Kegelisahan berasal  dari kata “gelisah”. Gelisah artinya rasa yang tidak tentram di hati atau merasa selalu khawatir, tidak dapat tenang (tidurnya),tidak sabar lagi (menanti),cemas dan sebagainya. Kegelisahan artinya perasaan perasahan,khawati, cemas  atau takut dan jijik. Rasa gelisah ini sesuai dengan suatu pendapat yang menyatakan bahwa manusia yang gelisah itu dihantui rasa khawatir atau takut.
Manusia suatu saat dalam hidupnya akan mengalami kegelisah. Kegelisan ini, apabila cukup lama hinggap pada manusia, akan menyebabkan suatu gangguan penyakit.
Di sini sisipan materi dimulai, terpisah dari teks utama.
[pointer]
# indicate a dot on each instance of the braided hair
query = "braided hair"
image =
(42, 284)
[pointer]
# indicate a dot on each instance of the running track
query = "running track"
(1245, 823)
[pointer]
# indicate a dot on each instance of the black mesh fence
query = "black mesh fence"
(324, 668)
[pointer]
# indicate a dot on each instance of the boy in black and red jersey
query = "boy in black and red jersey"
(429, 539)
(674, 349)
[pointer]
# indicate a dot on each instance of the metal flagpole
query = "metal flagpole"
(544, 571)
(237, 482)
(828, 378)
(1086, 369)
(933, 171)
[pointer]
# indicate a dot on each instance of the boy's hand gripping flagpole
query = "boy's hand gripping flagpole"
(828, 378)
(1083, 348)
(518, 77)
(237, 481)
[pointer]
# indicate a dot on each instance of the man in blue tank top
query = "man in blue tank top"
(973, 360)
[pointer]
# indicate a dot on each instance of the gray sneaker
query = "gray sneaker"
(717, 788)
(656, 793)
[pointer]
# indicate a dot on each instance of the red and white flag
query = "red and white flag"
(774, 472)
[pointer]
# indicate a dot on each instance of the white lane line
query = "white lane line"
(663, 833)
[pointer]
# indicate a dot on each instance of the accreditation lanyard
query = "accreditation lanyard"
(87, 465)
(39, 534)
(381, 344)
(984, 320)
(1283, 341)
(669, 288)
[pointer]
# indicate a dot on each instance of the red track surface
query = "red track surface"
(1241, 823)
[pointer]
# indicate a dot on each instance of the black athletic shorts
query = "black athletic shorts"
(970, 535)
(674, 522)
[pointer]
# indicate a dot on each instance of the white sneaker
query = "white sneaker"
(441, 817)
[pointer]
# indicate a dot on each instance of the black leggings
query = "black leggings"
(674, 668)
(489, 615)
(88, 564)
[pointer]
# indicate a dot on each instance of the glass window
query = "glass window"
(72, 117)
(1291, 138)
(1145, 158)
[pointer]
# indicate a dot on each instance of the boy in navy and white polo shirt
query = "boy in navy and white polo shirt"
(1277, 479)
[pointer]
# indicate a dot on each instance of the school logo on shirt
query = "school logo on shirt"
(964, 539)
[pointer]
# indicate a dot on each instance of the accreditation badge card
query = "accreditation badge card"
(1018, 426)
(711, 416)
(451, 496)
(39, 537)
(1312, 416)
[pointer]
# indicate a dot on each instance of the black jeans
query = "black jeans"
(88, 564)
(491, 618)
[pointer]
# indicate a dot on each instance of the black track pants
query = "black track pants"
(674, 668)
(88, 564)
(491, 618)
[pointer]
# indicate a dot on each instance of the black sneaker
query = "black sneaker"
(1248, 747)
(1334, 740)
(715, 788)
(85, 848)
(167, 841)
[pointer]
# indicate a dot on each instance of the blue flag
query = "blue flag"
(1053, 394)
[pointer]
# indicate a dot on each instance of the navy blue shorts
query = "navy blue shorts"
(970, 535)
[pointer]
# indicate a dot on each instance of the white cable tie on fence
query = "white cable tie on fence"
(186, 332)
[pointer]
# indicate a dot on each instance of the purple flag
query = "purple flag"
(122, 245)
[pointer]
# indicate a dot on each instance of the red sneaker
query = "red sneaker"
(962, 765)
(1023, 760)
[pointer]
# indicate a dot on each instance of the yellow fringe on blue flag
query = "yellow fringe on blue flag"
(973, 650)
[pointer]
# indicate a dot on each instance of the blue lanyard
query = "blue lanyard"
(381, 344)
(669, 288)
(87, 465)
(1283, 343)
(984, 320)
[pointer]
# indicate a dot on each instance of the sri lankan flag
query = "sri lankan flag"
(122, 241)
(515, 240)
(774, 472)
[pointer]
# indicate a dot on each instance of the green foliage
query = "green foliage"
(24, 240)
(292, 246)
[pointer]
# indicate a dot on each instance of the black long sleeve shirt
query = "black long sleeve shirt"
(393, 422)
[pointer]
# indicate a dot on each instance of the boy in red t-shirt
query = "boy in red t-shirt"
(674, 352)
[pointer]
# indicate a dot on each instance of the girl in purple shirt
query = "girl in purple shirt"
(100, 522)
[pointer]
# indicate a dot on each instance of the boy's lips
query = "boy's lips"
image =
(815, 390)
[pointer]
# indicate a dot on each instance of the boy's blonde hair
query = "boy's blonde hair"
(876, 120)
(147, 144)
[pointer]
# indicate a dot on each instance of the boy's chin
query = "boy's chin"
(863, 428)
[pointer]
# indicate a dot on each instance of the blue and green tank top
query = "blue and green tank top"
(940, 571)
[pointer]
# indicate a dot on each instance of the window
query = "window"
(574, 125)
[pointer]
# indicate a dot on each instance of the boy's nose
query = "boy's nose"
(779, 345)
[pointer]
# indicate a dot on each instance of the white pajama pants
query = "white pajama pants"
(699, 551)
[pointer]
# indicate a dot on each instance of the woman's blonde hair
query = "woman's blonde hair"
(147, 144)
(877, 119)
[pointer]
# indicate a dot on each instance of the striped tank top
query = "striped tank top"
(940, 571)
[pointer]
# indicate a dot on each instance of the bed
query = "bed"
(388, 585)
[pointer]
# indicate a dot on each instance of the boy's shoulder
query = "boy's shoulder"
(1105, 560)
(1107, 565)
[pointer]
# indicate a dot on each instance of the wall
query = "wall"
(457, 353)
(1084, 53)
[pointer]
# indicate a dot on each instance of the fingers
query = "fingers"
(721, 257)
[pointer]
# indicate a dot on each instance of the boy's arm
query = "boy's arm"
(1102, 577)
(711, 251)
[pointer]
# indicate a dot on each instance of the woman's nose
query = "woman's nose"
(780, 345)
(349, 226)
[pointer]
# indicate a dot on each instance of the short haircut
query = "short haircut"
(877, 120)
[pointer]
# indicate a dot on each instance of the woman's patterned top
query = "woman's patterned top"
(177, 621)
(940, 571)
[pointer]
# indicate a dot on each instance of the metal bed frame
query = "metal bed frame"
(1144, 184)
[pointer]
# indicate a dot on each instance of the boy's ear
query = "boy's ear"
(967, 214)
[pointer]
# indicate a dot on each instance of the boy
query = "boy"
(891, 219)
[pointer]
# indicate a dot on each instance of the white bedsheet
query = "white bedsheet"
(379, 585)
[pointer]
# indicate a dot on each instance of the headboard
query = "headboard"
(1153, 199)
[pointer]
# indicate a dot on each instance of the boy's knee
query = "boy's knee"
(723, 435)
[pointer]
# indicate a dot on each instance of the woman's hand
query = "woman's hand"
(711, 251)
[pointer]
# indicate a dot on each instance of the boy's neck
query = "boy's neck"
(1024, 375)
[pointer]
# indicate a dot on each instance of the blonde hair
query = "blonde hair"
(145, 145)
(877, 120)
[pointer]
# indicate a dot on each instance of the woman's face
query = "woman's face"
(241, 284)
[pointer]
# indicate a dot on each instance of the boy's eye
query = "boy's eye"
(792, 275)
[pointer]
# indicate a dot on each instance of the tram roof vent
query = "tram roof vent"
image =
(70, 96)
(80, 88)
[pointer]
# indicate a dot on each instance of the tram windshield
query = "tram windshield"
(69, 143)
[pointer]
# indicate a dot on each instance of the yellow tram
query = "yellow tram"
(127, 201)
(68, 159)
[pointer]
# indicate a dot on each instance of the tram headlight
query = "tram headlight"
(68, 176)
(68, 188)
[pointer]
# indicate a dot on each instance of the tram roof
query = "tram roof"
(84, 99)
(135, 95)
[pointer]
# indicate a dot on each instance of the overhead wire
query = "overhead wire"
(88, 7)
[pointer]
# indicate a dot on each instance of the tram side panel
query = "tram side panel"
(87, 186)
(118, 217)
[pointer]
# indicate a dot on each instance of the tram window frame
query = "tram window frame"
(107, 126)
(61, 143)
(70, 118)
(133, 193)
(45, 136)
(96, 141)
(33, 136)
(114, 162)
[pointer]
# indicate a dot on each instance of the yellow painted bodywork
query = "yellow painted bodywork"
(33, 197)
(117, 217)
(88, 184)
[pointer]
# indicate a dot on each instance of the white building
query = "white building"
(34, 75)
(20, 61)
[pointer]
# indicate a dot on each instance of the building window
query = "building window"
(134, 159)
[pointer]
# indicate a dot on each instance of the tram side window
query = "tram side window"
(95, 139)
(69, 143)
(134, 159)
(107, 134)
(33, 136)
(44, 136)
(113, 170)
Kegelisahan (ancienty) yang cukup lama aka menghilangkan kemampuan untuk merasa bahagia.
Kegelisahan selalu menunjukan kepada suasana negatif atau ketidak sempurnaan, tetapi mempunyai harapan. Dikatakan negatif atau ketidaksempurnaan karena menyentuh nilai –nilai kemanusiaan yang menimbulkan kerugian. Kegelisahan menunjukan kepada suasana positif dan optimis karena masih ada harapan bebas dari kegelisahan, yang mendorong manusia mencari kesempurnaan dan mendorong manusia supaya kreatif.
Tragedi dunia modern tidak sedikit menyebabkan kegelisahan. Hal ini mungkin akibat kebutuhan hidup yang meningkat rasa individualistis dan egoisme,persaingan dalam hidup, kadaan yang tidak stabil, dan seterusnya. Kegelisahan dalam konteks budaya dapatlah dikatakan sebagai akibat adanya insting manusia untuk berbudaya,yaitu sebagai upaya mencari “kesempurnaan“. atau, dari segi batin manusia, gelisah sebagai akibat dosa pada hati manusia. Dan tidak jarang akibat kegelisahan seseorang, sekaligus membuat orang lain menjadi korbannya.
Penyebeb kegelisahan dapat pula dikatakan akibat mempunyai kemampuan untuk membaca dunia dan mengetahui misteri kehidupan. Kehidupan ini yang menyebabkan mereka gelisah. Mereka sendiri tidak tahu mengapa mereka gelisah, mereka hidupnya kosong dan tidak mempunyai arti. Orang yang tidak mempunyai dasar dalam menjalankan tugas (hidup), sering ditimpa kegelisahan. Kegelisahan yang demikian sifatnya abstrak sehingga disebut kegelisan murni, yaitu merasa gelisah tanpa mengetahui apa kegelisahannya, seolah-olah tanpa sebab.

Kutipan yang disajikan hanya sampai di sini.